Let’s take a look at our current tax system and who is actually paying the bill: 40 percent of American households pay no federal income taxes — but they may pay local and state taxes, sales taxes and payroll taxes (to support Medicare and Social Security).

Back in 1935, the share of the total federal income tax revenue between corporations and individuals used to be 50-50. Since then, the corporate portion fell to 23 percent in 2005 and is estimated to be 19 percent in 2015, mostly due to lower corporate taxes but more disturbingly because U.S. corporations started sheltering large parts of their income and cash holdings abroad. (However, keep in mind that with each payroll deduction from a wage, every company writes a check in the equal amount that goes to support Medicare and Social Security.)

Two decades ago, the tax rate for the 400 highest earning U.S. taxpayers used to be 27 percent. In 2012 — when Obama got re-elected — it has fallen to 17 percent. It is the hard-working middle class that is paying the majority of the federal taxes, because the lower-wage earners don’t contribute and because companies and billionaires found clever ways to minimize their tax load.

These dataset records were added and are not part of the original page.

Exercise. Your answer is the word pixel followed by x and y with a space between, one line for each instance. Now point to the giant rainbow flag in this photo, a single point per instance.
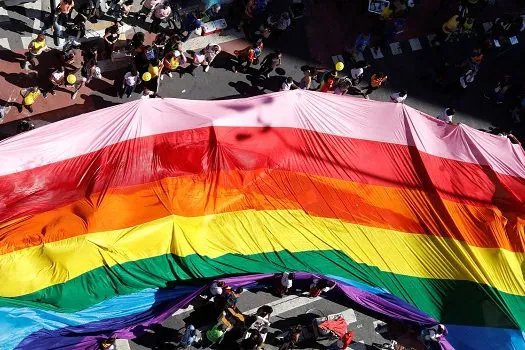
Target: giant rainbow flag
pixel 106 217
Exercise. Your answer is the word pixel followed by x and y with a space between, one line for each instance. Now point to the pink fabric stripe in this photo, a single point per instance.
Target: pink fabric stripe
pixel 327 113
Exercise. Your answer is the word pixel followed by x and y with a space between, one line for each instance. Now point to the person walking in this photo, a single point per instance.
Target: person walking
pixel 269 63
pixel 172 63
pixel 110 38
pixel 399 97
pixel 376 80
pixel 29 97
pixel 160 14
pixel 288 84
pixel 131 79
pixel 88 71
pixel 358 71
pixel 35 48
pixel 147 8
pixel 306 81
pixel 56 78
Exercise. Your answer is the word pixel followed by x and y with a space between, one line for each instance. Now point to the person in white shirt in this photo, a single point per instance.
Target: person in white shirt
pixel 285 283
pixel 131 79
pixel 288 84
pixel 399 97
pixel 56 79
pixel 447 115
pixel 160 14
pixel 217 288
pixel 357 72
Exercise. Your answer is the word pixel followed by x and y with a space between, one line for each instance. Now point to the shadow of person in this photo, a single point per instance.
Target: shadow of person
pixel 11 56
pixel 224 60
pixel 21 80
pixel 245 89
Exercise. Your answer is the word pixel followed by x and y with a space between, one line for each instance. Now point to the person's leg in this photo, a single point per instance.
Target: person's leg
pixel 128 90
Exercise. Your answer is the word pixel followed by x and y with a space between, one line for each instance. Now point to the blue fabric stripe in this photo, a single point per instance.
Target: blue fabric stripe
pixel 18 323
pixel 485 338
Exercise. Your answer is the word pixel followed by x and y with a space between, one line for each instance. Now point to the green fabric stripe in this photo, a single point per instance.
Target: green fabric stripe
pixel 450 301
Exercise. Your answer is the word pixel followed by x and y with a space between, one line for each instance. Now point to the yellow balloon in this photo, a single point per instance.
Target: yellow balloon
pixel 29 100
pixel 71 78
pixel 146 76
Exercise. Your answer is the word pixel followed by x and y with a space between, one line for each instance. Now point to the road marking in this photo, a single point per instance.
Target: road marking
pixel 5 43
pixel 396 48
pixel 415 44
pixel 285 304
pixel 376 52
pixel 25 41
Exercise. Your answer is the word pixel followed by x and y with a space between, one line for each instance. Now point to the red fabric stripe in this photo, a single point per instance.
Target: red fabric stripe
pixel 210 150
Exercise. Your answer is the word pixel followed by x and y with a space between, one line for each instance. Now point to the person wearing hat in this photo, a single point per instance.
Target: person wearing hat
pixel 171 63
pixel 29 97
pixel 35 48
pixel 131 80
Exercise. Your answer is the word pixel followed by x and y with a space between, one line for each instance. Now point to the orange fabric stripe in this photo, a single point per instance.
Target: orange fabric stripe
pixel 408 210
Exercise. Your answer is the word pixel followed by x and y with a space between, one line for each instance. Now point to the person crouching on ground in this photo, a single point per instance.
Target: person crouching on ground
pixel 284 283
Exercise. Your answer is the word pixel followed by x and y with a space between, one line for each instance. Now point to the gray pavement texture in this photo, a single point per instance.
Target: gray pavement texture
pixel 292 311
pixel 409 70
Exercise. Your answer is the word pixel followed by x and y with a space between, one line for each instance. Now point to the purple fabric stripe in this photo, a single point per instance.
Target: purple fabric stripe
pixel 385 304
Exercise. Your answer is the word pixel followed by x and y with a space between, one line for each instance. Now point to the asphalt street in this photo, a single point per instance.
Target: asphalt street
pixel 289 311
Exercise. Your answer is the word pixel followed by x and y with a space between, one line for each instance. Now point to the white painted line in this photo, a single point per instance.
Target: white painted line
pixel 25 41
pixel 487 26
pixel 415 44
pixel 5 43
pixel 396 48
pixel 376 53
pixel 285 304
pixel 431 38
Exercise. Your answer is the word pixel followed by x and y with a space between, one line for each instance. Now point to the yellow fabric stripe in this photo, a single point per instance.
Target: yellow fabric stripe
pixel 252 232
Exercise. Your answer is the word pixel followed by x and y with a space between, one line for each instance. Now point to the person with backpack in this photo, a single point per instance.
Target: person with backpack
pixel 147 8
pixel 160 14
pixel 319 286
pixel 249 55
pixel 29 97
pixel 376 81
pixel 131 80
pixel 284 283
pixel 56 78
pixel 270 62
pixel 35 49
pixel 191 336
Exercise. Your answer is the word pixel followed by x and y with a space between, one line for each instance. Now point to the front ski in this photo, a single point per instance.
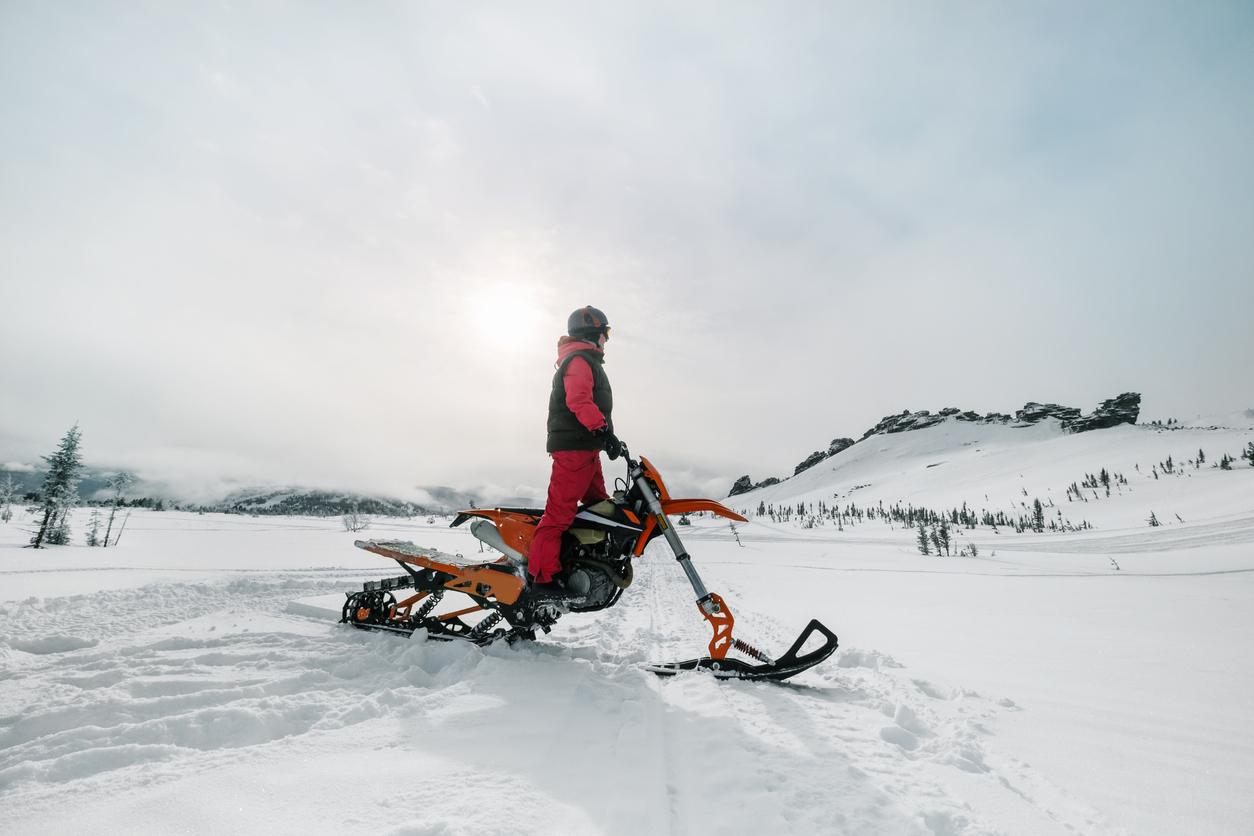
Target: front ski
pixel 789 664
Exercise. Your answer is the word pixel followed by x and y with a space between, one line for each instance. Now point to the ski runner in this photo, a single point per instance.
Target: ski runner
pixel 579 426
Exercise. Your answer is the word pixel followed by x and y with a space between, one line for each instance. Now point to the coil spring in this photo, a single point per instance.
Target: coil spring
pixel 485 626
pixel 749 649
pixel 428 606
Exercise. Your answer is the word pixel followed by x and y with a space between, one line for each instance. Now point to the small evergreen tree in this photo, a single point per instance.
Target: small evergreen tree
pixel 8 490
pixel 93 535
pixel 1037 517
pixel 59 493
pixel 119 483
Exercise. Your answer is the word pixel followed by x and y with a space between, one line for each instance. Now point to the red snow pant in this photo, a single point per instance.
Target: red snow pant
pixel 576 478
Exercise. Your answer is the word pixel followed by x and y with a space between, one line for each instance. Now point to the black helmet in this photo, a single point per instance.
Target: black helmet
pixel 587 322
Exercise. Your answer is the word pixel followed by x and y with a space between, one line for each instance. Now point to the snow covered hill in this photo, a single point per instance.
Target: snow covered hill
pixel 193 679
pixel 1001 468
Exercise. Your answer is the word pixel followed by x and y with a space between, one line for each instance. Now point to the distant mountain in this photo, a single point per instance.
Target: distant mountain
pixel 312 503
pixel 262 499
pixel 1005 474
pixel 1124 409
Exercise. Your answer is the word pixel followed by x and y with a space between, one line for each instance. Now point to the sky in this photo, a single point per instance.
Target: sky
pixel 334 243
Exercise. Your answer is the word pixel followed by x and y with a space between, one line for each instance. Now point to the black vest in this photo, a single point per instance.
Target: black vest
pixel 564 431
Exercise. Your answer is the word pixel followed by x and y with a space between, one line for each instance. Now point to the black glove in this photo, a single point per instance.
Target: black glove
pixel 610 443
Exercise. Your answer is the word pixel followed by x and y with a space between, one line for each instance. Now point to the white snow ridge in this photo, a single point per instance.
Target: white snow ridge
pixel 1095 681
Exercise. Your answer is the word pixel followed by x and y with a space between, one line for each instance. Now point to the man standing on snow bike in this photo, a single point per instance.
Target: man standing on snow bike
pixel 579 426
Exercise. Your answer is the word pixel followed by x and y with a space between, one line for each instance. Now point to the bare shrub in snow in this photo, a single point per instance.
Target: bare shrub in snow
pixel 355 522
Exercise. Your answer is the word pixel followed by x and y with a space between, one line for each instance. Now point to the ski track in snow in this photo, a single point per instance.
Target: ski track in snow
pixel 132 691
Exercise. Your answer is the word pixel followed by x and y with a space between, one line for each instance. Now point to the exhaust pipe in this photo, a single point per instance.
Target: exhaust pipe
pixel 487 533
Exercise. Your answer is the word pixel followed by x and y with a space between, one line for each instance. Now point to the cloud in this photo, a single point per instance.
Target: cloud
pixel 335 247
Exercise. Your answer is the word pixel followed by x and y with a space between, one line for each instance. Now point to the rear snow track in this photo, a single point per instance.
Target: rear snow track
pixel 205 707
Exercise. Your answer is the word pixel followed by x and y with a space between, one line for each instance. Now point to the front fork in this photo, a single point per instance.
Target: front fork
pixel 711 606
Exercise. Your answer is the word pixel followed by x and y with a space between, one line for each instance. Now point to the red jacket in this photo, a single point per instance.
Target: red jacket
pixel 578 382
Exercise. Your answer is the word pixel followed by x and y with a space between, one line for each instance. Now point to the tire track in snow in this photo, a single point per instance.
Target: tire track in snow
pixel 854 746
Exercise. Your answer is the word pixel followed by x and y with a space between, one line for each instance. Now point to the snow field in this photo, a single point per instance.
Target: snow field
pixel 193 681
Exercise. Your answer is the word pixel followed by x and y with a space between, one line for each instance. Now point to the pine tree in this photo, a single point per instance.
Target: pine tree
pixel 59 493
pixel 944 535
pixel 119 483
pixel 93 535
pixel 8 490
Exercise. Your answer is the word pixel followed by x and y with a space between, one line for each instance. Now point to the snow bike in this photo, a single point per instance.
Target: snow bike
pixel 596 557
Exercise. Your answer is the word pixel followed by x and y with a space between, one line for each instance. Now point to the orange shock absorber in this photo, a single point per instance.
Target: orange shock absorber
pixel 721 621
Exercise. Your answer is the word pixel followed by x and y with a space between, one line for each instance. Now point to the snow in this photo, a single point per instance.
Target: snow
pixel 193 679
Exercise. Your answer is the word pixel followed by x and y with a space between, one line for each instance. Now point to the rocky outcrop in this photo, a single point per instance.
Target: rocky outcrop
pixel 745 484
pixel 908 420
pixel 1124 409
pixel 1033 412
pixel 815 458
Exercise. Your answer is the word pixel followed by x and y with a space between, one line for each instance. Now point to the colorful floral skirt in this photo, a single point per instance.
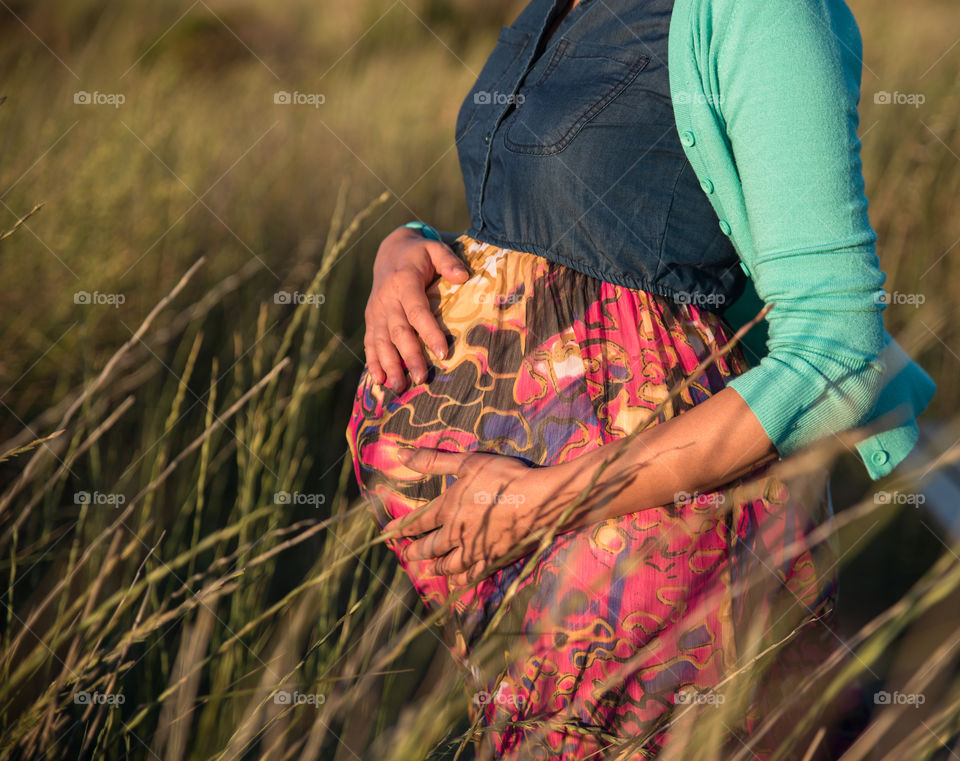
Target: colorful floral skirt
pixel 625 630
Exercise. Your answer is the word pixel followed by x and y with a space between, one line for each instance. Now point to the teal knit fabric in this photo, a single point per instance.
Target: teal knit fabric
pixel 765 97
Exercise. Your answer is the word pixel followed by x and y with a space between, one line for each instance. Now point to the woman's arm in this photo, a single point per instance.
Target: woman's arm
pixel 707 446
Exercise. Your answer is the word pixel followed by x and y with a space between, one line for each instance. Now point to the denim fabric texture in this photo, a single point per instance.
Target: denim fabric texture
pixel 569 149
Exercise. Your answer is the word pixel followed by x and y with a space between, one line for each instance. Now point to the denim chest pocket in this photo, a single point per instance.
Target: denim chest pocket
pixel 578 82
pixel 510 45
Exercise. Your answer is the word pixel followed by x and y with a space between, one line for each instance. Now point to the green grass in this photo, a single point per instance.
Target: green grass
pixel 199 398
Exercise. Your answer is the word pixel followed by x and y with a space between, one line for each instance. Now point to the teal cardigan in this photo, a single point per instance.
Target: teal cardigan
pixel 765 96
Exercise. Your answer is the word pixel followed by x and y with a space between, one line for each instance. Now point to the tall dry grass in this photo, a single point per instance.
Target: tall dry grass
pixel 188 593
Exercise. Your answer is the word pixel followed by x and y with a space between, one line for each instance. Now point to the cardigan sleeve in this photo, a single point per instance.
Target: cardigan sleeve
pixel 788 78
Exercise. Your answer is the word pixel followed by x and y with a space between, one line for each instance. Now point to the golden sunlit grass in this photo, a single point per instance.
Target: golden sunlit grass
pixel 179 547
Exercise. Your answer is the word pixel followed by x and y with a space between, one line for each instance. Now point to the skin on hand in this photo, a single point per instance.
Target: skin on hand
pixel 399 321
pixel 498 504
pixel 492 508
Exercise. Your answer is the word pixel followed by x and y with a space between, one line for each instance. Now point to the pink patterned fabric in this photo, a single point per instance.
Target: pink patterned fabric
pixel 618 621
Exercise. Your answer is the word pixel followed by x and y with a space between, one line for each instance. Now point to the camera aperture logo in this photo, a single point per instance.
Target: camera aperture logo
pixel 884 698
pixel 496 98
pixel 96 298
pixel 84 98
pixel 693 696
pixel 85 698
pixel 299 498
pixel 501 698
pixel 286 297
pixel 286 698
pixel 884 98
pixel 488 498
pixel 109 499
pixel 296 98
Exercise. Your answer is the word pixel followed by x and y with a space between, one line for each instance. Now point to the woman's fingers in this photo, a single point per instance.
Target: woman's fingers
pixel 428 520
pixel 452 563
pixel 433 545
pixel 373 364
pixel 387 356
pixel 405 341
pixel 421 318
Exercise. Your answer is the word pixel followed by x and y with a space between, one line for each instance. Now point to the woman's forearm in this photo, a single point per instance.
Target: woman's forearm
pixel 697 451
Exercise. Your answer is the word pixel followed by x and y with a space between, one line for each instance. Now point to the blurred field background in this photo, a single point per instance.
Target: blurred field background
pixel 202 596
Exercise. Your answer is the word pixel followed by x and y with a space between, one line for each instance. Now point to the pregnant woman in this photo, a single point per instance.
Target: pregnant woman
pixel 619 207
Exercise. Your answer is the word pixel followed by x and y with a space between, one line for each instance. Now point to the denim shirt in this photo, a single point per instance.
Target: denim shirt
pixel 569 149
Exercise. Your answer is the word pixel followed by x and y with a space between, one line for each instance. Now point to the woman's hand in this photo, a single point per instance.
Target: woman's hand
pixel 398 310
pixel 492 508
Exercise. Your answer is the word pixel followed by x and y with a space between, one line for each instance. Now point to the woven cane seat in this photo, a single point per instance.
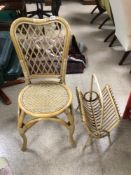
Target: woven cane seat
pixel 45 99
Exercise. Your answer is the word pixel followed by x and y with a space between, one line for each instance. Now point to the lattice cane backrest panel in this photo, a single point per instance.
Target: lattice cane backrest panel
pixel 42 45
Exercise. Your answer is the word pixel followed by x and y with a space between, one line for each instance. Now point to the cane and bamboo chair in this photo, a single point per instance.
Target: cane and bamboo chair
pixel 99 112
pixel 101 8
pixel 42 46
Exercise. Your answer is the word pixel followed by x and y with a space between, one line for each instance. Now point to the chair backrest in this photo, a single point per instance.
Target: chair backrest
pixel 42 46
pixel 121 10
pixel 100 4
pixel 99 111
pixel 108 9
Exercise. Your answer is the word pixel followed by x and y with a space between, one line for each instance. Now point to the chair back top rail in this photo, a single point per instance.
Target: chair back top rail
pixel 42 46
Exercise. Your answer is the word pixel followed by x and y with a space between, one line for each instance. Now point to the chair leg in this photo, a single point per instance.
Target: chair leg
pixel 101 25
pixel 4 97
pixel 13 82
pixel 113 40
pixel 95 17
pixel 124 57
pixel 94 9
pixel 71 125
pixel 110 35
pixel 88 142
pixel 21 128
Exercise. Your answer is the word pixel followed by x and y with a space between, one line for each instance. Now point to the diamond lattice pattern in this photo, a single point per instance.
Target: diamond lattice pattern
pixel 42 47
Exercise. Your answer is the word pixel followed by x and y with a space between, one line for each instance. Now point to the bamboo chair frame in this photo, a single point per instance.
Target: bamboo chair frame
pixel 100 114
pixel 22 29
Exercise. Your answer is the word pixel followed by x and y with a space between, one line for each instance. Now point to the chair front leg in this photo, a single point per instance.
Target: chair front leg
pixel 71 124
pixel 21 129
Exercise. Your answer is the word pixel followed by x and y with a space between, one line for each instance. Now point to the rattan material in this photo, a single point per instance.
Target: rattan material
pixel 99 111
pixel 44 99
pixel 42 47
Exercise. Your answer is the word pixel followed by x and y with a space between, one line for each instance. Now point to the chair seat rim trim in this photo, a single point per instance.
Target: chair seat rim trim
pixel 50 114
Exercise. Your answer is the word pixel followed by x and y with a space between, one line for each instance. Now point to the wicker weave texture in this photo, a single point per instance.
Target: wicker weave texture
pixel 42 45
pixel 44 98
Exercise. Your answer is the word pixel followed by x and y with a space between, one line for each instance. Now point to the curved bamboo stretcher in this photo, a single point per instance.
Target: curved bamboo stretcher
pixel 42 47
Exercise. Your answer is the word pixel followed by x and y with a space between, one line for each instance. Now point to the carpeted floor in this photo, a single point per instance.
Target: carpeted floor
pixel 49 152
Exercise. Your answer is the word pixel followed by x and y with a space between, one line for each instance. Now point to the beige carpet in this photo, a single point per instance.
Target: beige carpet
pixel 49 152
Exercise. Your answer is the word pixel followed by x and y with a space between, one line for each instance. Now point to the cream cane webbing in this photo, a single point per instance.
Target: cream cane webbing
pixel 44 98
pixel 43 45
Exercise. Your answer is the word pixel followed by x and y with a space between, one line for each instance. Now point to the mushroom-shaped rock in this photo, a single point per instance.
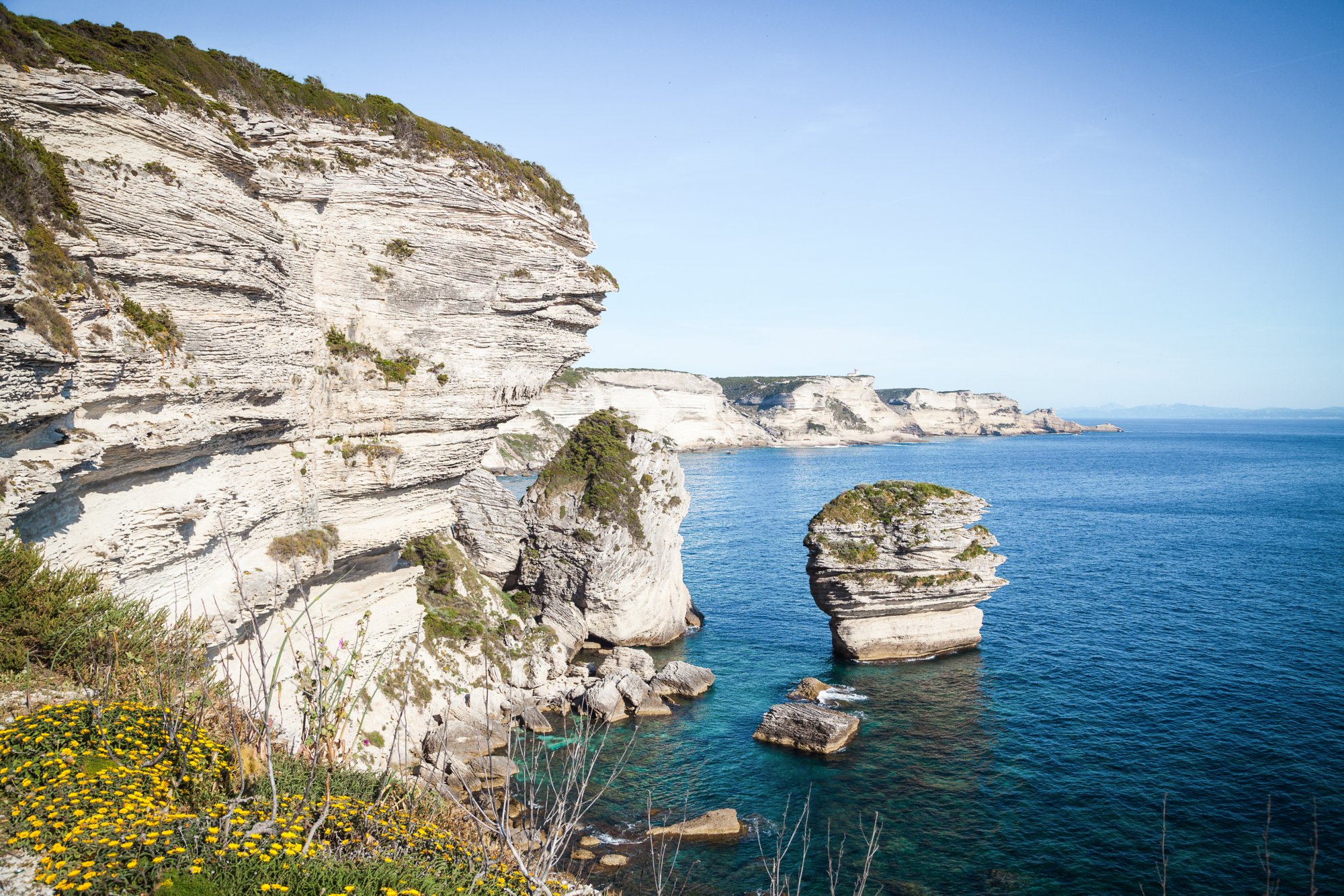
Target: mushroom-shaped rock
pixel 720 824
pixel 605 701
pixel 603 541
pixel 900 573
pixel 634 688
pixel 634 659
pixel 536 722
pixel 653 706
pixel 493 770
pixel 462 741
pixel 682 680
pixel 807 727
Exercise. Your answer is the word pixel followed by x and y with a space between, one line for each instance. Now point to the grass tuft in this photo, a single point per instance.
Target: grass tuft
pixel 311 543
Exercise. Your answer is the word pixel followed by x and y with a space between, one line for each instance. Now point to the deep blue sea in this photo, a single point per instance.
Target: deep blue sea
pixel 1173 629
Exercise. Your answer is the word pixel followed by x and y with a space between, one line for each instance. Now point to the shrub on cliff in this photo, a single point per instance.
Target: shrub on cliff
pixel 314 543
pixel 61 623
pixel 206 81
pixel 597 463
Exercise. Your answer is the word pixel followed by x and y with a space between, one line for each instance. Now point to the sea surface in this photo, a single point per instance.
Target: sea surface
pixel 1173 632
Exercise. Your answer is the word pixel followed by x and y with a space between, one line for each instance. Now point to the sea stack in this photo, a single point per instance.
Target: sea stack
pixel 603 557
pixel 900 573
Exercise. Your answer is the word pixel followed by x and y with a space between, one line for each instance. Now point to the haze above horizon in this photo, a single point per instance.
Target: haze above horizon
pixel 1070 204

So what is the solution? How about some of the following:

  • A simple wealth tax — a very small percentage charged against the total assets (successfully implemented in other countries).
  • Make foreigners who are using the U.S. as a tax haven pay taxes on their U.S.-based assets and income.
  • Make U.S. and foreign-based companies pay a tax on their U.S.-generated revenue and their U.S. holdings.

lastcallTo be clear, as an entrepreneur who puts his own money at risk, I’m very much a capitalist. But considering that the economy has doubled in the past three decades while wages have stagnated and the minimum wage is still at 1968 levels, it has become evident that the creation of wealth has very much benefited the top few, while at the same their share of the tax burden has decreased. A sustainable democratic free market system has to be fair and benefit all contributors, not just a few. We have to find a balance so that the tide can lift all boats.